29071
takımı iyi çalıştırmadığını düşündüğüm teknik direktörümüz. oyunun hiçbir noktasında ileriye gidemiyoruz malesef. ne fizik, ne oyun planı, ne büyük resme baktığımızda ortaya çıkabilecek potansiyel genç türk oyuncular. hiçbiri yok bunların. ama hoca kamera karşısına geçtiğinde beylik laflar etmeye devam edebiliyor. misal, bundan sonraki ilk konuşmasında ‘ben susmayacağım, konuşmaya devam edeceğim, gerekirse yine ceza alırım’a getirecek lafı. çünkü takımı hala 96-2000 dönemindeki türk ağırlıklı kadro sanıyor. yokluğunda işlerin daha kötüye gittiğini görmüyor ya da umurunda olmuyor. takımın, kendisinin durumuna tepki vereceğini sanmak gibi bir yanılgıya düşüyor. ve her seferinde daha dibe çöküyor.

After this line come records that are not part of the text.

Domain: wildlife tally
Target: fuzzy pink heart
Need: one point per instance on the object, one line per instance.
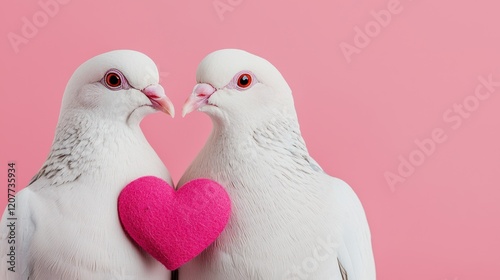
(173, 226)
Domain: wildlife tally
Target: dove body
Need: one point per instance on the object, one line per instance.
(67, 220)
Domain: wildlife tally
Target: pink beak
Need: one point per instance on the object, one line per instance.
(198, 98)
(159, 99)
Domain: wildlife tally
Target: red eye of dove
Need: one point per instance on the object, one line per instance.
(113, 80)
(245, 80)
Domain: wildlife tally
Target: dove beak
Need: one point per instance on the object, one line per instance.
(159, 99)
(198, 98)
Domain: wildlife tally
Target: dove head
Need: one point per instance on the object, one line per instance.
(119, 85)
(237, 87)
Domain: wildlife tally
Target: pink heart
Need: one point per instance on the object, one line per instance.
(173, 226)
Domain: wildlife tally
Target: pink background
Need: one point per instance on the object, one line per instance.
(357, 117)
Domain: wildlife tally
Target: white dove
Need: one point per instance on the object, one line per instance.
(67, 223)
(290, 220)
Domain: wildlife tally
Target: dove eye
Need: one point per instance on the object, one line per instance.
(114, 80)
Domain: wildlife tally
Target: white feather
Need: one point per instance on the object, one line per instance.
(68, 225)
(289, 219)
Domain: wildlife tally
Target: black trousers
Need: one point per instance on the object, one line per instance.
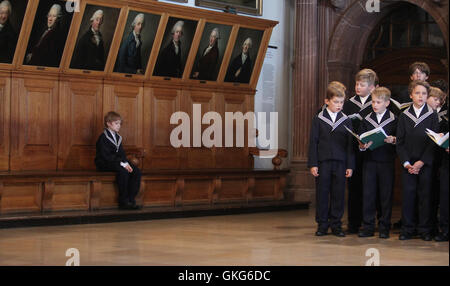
(435, 193)
(355, 193)
(378, 177)
(330, 194)
(128, 183)
(417, 188)
(443, 213)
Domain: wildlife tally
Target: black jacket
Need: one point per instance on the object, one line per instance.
(129, 59)
(108, 153)
(90, 56)
(8, 42)
(413, 144)
(246, 70)
(169, 63)
(206, 64)
(330, 141)
(385, 153)
(48, 50)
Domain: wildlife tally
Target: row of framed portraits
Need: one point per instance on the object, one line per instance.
(103, 37)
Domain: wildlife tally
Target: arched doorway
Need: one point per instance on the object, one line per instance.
(397, 31)
(348, 43)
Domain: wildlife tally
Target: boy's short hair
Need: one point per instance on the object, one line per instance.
(413, 84)
(382, 92)
(423, 67)
(368, 76)
(436, 92)
(441, 84)
(338, 84)
(335, 89)
(111, 117)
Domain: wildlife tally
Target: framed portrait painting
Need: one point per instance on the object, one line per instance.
(211, 50)
(95, 38)
(251, 7)
(11, 19)
(49, 34)
(175, 47)
(137, 42)
(244, 55)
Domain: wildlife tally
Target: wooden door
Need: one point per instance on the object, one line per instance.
(34, 123)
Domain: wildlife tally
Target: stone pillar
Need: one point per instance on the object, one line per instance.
(305, 98)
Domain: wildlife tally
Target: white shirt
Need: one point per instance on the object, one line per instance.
(363, 99)
(333, 115)
(113, 133)
(96, 36)
(244, 58)
(380, 116)
(136, 38)
(418, 110)
(207, 50)
(177, 48)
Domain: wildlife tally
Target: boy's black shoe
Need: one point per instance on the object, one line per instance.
(365, 233)
(125, 206)
(398, 224)
(338, 232)
(384, 234)
(426, 237)
(405, 236)
(441, 237)
(352, 230)
(135, 207)
(321, 232)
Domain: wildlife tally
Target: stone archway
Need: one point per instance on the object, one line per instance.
(349, 37)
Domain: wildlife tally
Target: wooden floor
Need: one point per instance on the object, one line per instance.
(275, 238)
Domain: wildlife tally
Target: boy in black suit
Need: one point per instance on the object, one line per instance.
(443, 198)
(417, 71)
(378, 168)
(435, 100)
(110, 157)
(416, 152)
(357, 108)
(331, 161)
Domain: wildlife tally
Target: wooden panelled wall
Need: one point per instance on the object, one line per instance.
(50, 118)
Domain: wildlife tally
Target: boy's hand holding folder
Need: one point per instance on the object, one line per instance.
(372, 139)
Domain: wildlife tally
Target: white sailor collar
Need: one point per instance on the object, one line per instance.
(325, 117)
(426, 112)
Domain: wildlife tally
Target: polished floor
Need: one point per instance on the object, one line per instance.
(275, 238)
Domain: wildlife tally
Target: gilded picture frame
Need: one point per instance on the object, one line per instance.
(253, 7)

artık oyun kötü gittiğinde sahada yaptığı tek şey forveti ikilemek. bu söyleyeceğim çok acı gelebilir ama bir teknik direktörün oyunu düzeltme planı ancak antrenmanlarda hiçbir şey çalışılmıyorsa bu olabilir. sen hiçbir oyun planına sahip değilsen ve bunun için çalışmıyorsan, 4-3-3’ten 1-1-8’e bile dönsen bir şey yapamazsın, sahada acınacak hallere düşersin.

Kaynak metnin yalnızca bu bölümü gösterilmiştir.